【python3】YOLOv4中的Mosaic数据增强方式代码

YOLOv4中的Mosaic数据增强方式实现代码

Mosaic是一种通过混合4张训练图像的数据增强方式，示例如下图，这样做也同时混合了四张图片的语义，目的在于使被检测的目标超出它们普遍的语义，使得模型具有更好的鲁棒性。同时，这样做使得训练时的批量归一化（Batch Normalization，BN）操作一次统计了4张图像，能够很好的降低训练时最大的mini-batch的大小。
详细具体步骤代码参考行文最后链接；

裁剪图片为了拼接：

# Generate sub-image data
count = 0

sub_names = []
sub_infor = []

for img_name in person_img_names:
    count += 1
    
    img_path = "/trainval/VOCdevkit/VOC2012/JPEGImages/" + img_name + ".jpg"
    xml_path = "/VOC2012/Annotations/" + img_name + ".xml"

    image = cv2.imread(img_path)

    img_info = []
    with open(xml_path, "r") as new_f:
        root = ET.parse(xml_path).getroot()
        for obj in root.findall('object'):
            obj_name = obj.find('name').text
            bndbox = obj.find('bndbox')
            left = bndbox.find('xmin').text
            top = bndbox.find('ymin').text
            right = bndbox.find('xmax').text
            bottom = bndbox.find('ymax').text

            img_info.append([obj_name, left, top, right, bottom])

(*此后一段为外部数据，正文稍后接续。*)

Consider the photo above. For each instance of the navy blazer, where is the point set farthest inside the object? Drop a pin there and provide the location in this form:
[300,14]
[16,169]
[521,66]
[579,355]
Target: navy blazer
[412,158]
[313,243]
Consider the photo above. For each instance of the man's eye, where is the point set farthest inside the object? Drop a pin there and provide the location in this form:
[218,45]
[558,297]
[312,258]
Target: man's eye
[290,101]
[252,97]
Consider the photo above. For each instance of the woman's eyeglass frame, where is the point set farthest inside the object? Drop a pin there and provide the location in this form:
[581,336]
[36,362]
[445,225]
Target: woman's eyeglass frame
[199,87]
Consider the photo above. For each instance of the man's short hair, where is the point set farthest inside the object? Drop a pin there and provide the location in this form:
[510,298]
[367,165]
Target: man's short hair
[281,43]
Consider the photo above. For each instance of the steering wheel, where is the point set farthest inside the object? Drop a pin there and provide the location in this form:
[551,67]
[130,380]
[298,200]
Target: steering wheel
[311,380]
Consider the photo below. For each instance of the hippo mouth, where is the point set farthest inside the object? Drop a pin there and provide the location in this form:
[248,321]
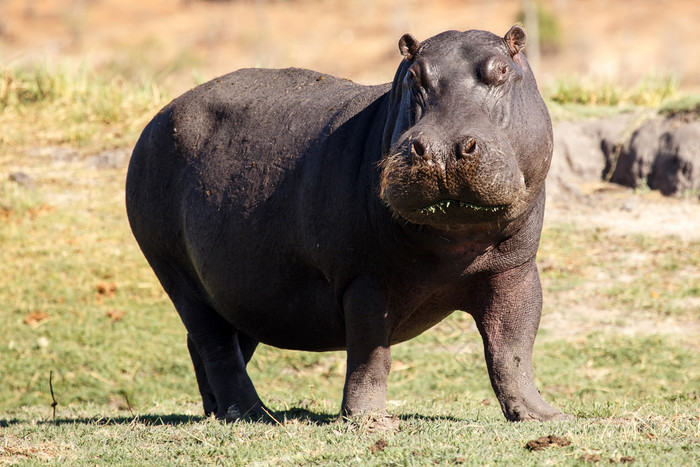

    print("Img", count, "- Num of Objs: ", len(img_info))

    # Innitialize
    new_w = 360//2
    new_h = 360//2

    # Crop Image
    cropped_img_0 = image[0:new_h, 0:new_w]
    cropped_img_1 = image[0:new_h, 360//2:360]
    cropped_img_2 = image[360//2:360, 0:new_w]
    cropped_img_3 = image[360//2:360, 360//2:360]


    # TOP-LEFT
    new_img_info_0 = []

    for obj in img_info:
        x1 = int(float(obj[1]))
        y1 = int(float(obj[2]))
        
        if x1 < new_w and y1 < new_h:
            x2 = int(float(obj[3]))
            y2 = int(float(obj[4]))
            if x2 > new_w: x2 = new_w
            if y2 > new_h: y2 = new_h

            new_img_info_0.append([obj[0], x1, y1, x2, y2])

    # TOP-RIGHT
    new_img_info_1 = []

    for obj in img_info:
        x1 = int(float(obj[1])) - new_w
        x2 = int(float(obj[3])) - new_w
        y1 = int(float(obj[2]))

        if x2 > 0 and y1 < new_h:
            if x1 < 0: x1 = 0
            y2 = int(float(obj[4]))
            if y2 > new_h: y2 = new_h

            new_img_info_1.append([obj[0], x1, y1, x2, y2])

    # BOTTOM-LEFT
    new_img_info_2 = []

    for obj in img_info:
        y1 = int(float(obj[2])) - new_h
        y2 = int(float(obj[4])) - new_h
        x1 = int(float(obj[1]))

        if y2 > 0 and x1 < new_w:
            if y1 < 0: y1 = 0
            x2 = int(float(obj[3]))
            if x2 > new_w: x2 = new_w

            new_img_info_2.append([obj[0], x1, y1, x2, y2])

    # BOTTOM-RIGHT
    new_img_info_3 = []

    for obj in img_info:
        x1 = int(float(obj[1])) - new_w
        y1 = int(float(obj[2])) - new_h
        x2 = int(float(obj[3])) - new_w
        y2 = int(float(obj[4])) - new_h

        if x2 > 0 and y2 > 0:
            if x1 < 0: x1 = 0
            if y1 < 0: y1 = 0

            new_img_info_3.append([obj[0], x1, y1, x2, y2])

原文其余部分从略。